Oil rallies above $85 on China manufacturing, U.S. jobs
A motorist pumps petrol at a gas station in Kuala Lumpur. Reuters

China’s net imports of petroleum and other liquid fuels began exceeding those of the U.S. on a monthly basis in September 2013, making the Asian economic power the largest net importer of crude oil and other liquid fuels in the world, the U.S. Energy Information Administration (EIA) reported Monday.

Steady economic growth and production growth for petroleum that has fallen behind rapidly increasing demand is driving the rise in China’s net imports, according to EIA.

Chinese production is expected to grow by 5 percent from 2011 to the end of 2014, reaching one third of U.S. production. Petroleum and liquid fuels production in the U.S. is expected to grow by 31 percent in the same period, to 13.3 million barrels a day, primarily from tight oil plays that require hydraulic fracturing technology.

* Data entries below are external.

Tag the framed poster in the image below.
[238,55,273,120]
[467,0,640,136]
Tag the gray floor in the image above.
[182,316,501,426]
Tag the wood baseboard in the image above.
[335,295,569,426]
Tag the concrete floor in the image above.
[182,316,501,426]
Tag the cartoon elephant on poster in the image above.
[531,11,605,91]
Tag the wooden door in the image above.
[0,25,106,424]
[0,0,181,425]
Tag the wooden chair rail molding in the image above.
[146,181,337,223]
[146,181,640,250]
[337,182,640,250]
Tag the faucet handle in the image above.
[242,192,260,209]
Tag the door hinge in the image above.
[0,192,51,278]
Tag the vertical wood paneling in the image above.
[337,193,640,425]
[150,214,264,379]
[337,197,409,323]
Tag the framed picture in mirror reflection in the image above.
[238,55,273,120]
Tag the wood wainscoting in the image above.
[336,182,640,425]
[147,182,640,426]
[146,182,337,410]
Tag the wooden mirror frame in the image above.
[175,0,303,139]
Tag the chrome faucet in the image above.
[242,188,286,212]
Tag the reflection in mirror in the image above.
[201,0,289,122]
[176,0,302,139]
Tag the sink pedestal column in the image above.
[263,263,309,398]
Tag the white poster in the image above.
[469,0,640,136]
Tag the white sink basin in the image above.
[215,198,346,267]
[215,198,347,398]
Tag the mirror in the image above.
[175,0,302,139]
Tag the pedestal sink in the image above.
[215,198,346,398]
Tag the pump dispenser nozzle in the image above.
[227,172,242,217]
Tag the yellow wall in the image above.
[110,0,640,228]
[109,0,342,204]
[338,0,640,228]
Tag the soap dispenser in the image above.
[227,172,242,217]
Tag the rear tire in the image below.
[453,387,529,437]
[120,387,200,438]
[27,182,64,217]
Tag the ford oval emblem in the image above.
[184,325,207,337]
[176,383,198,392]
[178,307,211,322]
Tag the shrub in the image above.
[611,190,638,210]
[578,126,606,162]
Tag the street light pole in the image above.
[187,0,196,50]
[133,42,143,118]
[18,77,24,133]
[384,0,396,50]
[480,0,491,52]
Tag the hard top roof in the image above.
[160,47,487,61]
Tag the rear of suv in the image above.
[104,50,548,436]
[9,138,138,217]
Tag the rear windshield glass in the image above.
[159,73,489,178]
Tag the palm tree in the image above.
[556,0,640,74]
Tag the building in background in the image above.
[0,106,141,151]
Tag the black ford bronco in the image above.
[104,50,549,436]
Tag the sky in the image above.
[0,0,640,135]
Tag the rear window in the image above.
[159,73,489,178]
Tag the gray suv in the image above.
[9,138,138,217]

China’s demand for liquid fuels is expected to reach more than 11 million barrels per day this year. U.S. demand is about 18.9 million barrels per day, down from peak consumption of 20.8 barrels a day in 2005. American refined petroleum-product exports increased by 173 percent between 2005 and 2013, lowering total net U.S. imports of petroleum and other liquids, according to EIA.

Increasing demand and political uncertainty surrounding fuel sources has prompted China in recent years to diversify its crude oil imports. China’s largest crude oil supplier is Saudi Arabia, providing 19 percent of China’s oil imports in 2013. Other suppliers include Iraq, Oman, the United Arab Emirates, Angola, Venezuela and Russia.